Doxorubicin-induced cardiomyopathy (DiCM) is a primary cause of heart failure and mortality in cancer patients, in which macrophage-orchestrated inflammation serves as an essential pathological mechanism. However, the specific roles of tissue-resident and monocyte-derived macrophages in DiCM remain poorly understood.

We are uncovering the origins, phenotypes, and functions of proliferative cardiac resident macrophages and mechanistic insights into cardiac macrophage’s self-maintenance during DiCM progression.
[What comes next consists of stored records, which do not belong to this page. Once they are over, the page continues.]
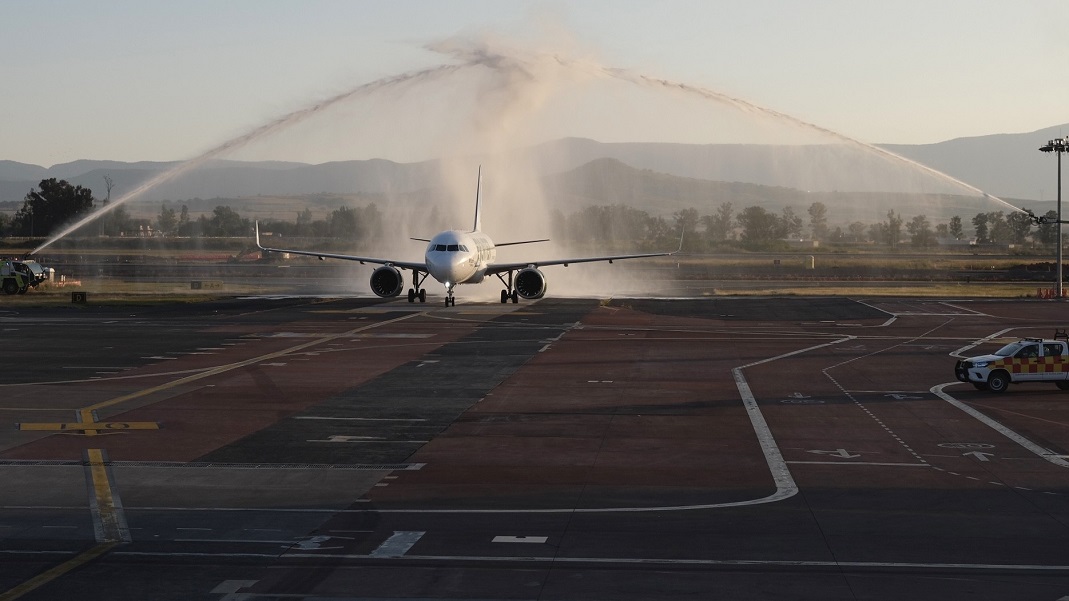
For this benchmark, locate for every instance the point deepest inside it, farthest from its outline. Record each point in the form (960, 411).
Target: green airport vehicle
(18, 276)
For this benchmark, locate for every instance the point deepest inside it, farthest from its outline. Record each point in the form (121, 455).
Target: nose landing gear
(417, 292)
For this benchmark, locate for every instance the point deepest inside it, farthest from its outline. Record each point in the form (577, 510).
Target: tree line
(58, 203)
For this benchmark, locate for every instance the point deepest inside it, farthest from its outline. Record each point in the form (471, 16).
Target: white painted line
(358, 418)
(649, 561)
(228, 586)
(531, 540)
(398, 544)
(237, 540)
(998, 427)
(860, 463)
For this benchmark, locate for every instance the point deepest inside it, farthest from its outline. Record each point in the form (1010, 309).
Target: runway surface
(566, 449)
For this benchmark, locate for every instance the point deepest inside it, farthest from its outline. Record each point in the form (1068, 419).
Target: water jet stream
(515, 68)
(244, 139)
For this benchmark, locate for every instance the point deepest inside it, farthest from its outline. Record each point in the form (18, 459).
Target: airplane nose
(449, 267)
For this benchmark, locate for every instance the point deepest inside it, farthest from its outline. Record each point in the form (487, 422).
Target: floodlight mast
(1057, 145)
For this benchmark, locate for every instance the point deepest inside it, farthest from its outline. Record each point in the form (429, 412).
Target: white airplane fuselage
(458, 257)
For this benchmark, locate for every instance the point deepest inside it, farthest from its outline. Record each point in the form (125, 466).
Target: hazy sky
(154, 80)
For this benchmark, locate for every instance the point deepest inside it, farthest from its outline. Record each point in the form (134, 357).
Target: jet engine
(386, 281)
(530, 283)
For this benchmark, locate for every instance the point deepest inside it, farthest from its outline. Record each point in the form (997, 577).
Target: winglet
(478, 203)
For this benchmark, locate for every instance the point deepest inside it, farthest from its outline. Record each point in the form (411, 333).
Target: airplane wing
(502, 267)
(400, 264)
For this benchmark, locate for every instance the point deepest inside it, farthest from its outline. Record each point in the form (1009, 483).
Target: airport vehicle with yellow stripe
(1028, 359)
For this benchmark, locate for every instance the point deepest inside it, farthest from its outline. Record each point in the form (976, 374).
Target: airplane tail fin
(478, 203)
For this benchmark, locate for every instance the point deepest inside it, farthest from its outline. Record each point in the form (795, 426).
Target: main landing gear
(417, 292)
(509, 293)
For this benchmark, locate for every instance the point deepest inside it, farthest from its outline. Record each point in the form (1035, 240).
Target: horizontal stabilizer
(524, 242)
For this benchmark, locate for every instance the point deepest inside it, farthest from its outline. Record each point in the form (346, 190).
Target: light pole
(1058, 147)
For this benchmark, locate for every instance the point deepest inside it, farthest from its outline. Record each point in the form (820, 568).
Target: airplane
(456, 257)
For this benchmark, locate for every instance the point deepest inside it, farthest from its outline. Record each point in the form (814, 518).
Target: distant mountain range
(662, 176)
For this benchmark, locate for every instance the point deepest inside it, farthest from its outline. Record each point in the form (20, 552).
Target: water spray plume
(234, 143)
(520, 86)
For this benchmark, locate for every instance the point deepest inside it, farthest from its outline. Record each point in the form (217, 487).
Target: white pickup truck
(1028, 359)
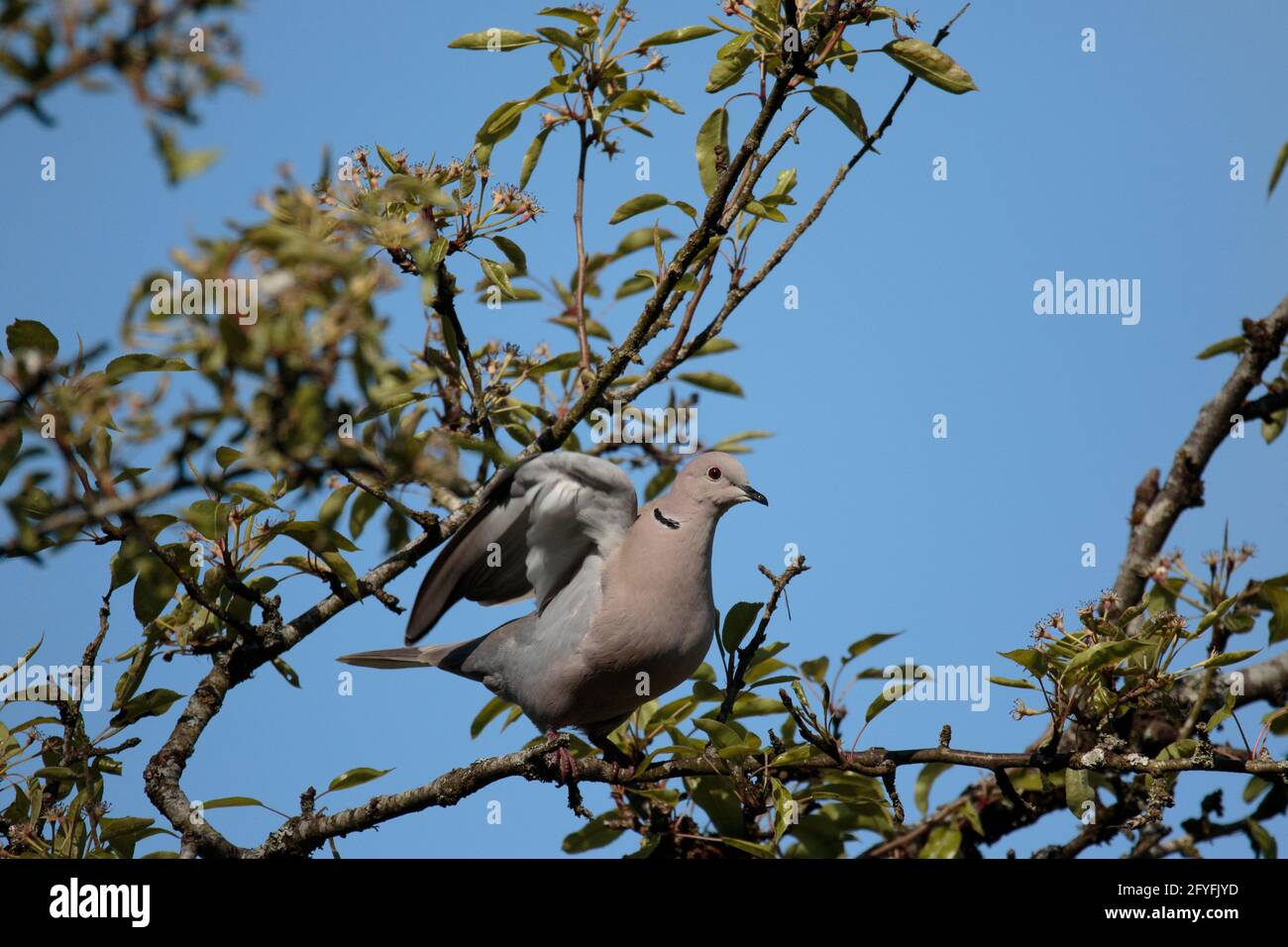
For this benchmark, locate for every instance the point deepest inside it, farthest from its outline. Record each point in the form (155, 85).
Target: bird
(623, 607)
Mice were administered with doxorubicin to induce cardiomyopathy. In contrast, cardiac resident macrophages were vulnerable to doxorubicin insult. Global or myeloid, specifical ablation of SR-A1 (class A1 scavenger receptor) inhibited proliferation of cardiac resident reparative macrophages and, therefore, exacerbated cardiomyopathy in DiCM mice. Notably, the detrimental effect of macrophage SR-A1 deficiency was confirmed by transplantation of bone marrow. At the mechanistic level, we show that c-Myc (Avian myelocytomatosis virus oncogene cellular homolog), a critical transcriptional factor for the SR-A1-P38-SIRT1 (Sirtuin 1) pathway, mediated the effect of SR-A1 in reparative macrophage proliferation in DiCM.

Understanding how the proliferation of resident macrophages drives macrophages’ expansion in the disease niches is critical for identifying the modulatory mechanism of inflammation. Although the influence of gender is under investigation, our findings reveal a unique activation pathway for macrophage proliferation in DiCM. During the cardiac injury, local microenvironment alteration may induce reparative resident macrophage proliferation by activating the SR-A1-c-Myc axis. Macrophage recruitment and proliferation appear to be intertwined in DiCM pathogenesis in which resident reparative macrophage proliferation may antagonize the progression of DiCM.